Unerläßlich: Denke an Gott, denke an andere, denke an dich
„Du sollst Jehova, deinen Gott, lieben ... Du sollst deinen Nächsten lieben wie dich selbst“ (Mark. 12:30, 31).
WIR müssen ganz realistisch sehen, wer wir Menschen sind, wie wir beschaffen sind und was die Geschichte über uns offenbart hat. Welche Handlungsweise hat sich als praktisch, als nützlich erwiesen?

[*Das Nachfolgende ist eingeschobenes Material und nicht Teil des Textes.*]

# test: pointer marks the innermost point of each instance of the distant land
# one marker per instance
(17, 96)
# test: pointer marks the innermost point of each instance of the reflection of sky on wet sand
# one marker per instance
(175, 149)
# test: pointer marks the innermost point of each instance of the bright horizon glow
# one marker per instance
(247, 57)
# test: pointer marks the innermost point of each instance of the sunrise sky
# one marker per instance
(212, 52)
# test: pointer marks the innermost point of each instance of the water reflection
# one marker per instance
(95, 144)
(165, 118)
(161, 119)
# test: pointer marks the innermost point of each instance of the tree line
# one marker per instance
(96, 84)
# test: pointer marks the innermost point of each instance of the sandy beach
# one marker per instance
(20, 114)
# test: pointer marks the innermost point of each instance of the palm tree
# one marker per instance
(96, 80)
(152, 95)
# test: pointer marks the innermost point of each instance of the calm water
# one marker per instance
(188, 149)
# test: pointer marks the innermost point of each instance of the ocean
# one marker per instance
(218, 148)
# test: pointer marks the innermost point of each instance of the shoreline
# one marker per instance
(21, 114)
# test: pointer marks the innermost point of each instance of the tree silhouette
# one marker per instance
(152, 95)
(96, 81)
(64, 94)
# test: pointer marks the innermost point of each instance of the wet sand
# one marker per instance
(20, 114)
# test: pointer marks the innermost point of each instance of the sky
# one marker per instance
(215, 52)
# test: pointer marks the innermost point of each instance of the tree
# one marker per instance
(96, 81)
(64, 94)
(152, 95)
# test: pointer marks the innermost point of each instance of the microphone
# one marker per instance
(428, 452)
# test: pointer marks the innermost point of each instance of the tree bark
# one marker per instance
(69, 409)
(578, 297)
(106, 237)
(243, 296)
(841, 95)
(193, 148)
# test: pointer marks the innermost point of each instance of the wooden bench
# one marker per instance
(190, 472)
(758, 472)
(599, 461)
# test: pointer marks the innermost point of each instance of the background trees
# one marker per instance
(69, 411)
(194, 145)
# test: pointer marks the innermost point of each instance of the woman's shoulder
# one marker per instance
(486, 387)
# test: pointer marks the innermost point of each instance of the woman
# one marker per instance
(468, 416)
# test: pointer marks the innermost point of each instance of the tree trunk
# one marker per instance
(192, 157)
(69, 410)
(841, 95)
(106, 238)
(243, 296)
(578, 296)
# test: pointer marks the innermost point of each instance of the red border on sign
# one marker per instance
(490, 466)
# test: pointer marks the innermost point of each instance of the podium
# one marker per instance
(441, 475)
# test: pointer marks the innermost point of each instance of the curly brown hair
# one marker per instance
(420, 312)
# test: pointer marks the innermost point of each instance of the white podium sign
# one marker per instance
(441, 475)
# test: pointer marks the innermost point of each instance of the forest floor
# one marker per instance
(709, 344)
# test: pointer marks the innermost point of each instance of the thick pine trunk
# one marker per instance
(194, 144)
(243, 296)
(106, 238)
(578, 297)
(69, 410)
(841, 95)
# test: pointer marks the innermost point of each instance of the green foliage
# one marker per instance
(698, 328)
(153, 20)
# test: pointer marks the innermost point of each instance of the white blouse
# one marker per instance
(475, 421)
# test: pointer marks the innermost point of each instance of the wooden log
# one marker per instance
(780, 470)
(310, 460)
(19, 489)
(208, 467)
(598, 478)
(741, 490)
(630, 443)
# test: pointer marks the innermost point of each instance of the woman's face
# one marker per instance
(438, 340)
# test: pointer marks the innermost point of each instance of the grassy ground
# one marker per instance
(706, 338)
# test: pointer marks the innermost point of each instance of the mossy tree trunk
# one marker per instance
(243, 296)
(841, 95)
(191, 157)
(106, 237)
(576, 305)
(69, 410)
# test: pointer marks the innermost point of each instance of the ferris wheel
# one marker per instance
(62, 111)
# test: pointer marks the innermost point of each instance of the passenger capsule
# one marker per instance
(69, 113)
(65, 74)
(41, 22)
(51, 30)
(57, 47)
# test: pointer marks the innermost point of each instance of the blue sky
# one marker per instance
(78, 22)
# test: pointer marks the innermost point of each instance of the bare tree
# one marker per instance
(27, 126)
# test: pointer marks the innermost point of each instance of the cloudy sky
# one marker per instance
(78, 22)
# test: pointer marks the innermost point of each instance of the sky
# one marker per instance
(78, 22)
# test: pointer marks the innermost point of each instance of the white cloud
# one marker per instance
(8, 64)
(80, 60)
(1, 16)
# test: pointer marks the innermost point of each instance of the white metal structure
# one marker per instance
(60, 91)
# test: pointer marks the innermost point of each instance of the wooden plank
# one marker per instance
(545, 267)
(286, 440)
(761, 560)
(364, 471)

Es gibt beim Menschen nicht nur den fleischlichen, sondern auch den geistigen Aspekt. Sollen wir es den Hedonisten gleichtun, die immer nur die fleischlichen Bedürfnisse befriedigen? Oder sollen wir Asketen sein, die das Fleisch bestrafen, um den Geist zu erhöhen?

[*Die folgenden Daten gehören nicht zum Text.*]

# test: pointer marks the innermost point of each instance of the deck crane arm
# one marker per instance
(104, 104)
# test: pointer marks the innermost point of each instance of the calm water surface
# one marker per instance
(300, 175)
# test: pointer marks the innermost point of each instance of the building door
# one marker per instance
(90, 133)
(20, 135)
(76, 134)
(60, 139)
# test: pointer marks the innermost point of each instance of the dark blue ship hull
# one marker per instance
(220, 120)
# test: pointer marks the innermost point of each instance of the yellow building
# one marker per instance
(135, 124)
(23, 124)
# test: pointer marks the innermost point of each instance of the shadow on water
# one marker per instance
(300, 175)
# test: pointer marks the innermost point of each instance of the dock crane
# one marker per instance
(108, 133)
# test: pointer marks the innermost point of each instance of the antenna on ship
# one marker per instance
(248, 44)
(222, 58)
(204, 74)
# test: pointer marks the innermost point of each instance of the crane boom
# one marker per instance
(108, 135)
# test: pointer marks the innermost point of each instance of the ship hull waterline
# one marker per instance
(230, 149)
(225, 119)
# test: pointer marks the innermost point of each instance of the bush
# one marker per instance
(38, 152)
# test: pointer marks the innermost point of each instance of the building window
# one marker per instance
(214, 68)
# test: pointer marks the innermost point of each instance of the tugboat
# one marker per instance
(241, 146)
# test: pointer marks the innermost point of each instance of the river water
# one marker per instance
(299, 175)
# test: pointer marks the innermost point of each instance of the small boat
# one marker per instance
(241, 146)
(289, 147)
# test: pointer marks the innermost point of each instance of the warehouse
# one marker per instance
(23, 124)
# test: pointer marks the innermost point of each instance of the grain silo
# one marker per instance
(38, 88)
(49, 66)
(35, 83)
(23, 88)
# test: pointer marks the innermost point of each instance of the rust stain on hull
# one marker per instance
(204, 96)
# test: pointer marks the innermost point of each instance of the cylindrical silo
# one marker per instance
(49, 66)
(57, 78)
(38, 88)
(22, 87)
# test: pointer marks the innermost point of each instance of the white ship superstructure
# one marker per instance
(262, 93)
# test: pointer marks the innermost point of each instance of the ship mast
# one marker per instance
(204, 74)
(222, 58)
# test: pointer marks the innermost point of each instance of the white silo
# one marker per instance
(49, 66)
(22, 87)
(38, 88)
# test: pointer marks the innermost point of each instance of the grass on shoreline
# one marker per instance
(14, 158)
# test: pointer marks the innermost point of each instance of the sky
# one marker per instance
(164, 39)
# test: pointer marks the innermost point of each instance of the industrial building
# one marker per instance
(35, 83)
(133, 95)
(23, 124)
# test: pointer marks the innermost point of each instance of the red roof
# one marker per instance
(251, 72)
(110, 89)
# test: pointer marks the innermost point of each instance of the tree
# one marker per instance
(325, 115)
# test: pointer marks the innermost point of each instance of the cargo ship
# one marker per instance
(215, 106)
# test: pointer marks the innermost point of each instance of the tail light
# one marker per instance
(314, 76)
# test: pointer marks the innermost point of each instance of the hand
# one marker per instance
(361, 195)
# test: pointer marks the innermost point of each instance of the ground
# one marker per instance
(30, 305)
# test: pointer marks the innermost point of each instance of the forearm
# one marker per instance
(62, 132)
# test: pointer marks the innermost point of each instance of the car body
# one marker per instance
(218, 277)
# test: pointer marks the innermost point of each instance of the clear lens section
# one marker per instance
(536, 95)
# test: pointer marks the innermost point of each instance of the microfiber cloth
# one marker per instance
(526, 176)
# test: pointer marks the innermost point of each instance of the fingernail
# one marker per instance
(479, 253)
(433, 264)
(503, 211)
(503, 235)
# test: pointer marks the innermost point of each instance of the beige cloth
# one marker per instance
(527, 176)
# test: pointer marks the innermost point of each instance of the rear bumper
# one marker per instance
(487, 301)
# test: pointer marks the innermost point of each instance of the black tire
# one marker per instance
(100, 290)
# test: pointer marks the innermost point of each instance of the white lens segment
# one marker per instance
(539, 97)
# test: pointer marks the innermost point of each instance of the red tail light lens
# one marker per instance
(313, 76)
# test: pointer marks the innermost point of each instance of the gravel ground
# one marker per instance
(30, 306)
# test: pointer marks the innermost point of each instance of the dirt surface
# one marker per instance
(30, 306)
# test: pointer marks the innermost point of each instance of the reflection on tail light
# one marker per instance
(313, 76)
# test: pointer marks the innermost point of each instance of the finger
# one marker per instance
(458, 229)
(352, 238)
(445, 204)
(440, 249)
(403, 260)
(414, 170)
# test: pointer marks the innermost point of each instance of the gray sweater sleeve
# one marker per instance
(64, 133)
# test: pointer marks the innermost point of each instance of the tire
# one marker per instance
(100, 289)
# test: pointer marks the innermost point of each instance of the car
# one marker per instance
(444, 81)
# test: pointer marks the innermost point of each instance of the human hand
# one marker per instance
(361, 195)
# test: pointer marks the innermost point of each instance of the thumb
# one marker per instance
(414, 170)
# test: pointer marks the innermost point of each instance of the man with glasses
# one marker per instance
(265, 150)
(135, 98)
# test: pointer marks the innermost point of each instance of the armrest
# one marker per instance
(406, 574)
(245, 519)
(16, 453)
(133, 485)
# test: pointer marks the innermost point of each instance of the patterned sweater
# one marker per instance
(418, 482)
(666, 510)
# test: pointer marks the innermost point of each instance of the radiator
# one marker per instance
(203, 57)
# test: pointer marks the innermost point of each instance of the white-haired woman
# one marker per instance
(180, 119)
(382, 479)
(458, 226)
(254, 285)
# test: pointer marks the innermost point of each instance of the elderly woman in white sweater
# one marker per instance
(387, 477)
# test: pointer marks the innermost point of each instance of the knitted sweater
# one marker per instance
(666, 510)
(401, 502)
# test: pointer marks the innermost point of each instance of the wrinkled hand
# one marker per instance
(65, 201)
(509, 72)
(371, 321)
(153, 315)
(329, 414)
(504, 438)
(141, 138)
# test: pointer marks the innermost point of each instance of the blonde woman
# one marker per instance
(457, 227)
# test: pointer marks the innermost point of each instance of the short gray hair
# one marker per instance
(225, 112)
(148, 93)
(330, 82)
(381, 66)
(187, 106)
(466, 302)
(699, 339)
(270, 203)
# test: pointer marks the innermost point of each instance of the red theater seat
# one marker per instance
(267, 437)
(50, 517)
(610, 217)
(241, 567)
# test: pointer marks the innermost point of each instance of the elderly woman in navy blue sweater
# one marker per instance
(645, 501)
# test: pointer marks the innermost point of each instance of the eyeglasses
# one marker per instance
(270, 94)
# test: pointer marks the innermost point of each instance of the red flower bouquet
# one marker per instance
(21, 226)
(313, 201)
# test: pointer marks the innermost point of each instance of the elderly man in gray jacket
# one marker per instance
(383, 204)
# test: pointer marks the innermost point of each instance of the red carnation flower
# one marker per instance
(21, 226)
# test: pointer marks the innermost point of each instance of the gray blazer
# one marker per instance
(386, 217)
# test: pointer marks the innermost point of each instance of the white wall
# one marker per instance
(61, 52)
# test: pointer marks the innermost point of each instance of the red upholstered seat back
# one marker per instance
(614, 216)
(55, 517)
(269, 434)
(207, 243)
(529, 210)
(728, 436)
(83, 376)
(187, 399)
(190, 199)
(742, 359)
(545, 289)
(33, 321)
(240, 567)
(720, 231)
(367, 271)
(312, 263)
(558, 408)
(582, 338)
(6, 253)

Natürlich befürwortet die Bibel nicht den Hedonismus. Doch im Gegensatz zu einigen Religionen tritt sie auch nicht für Askese ein: „Diese Dinge besitzen zwar einen Schein von Weisheit in einer selbstauferlegten Form der Anbetung und Scheindemut, einer strengen Behandlung des Leibes; aber sie sind von keinem Wert im Kampf gegen die Befriedigung des Fleisches“ (Kol. 2:23).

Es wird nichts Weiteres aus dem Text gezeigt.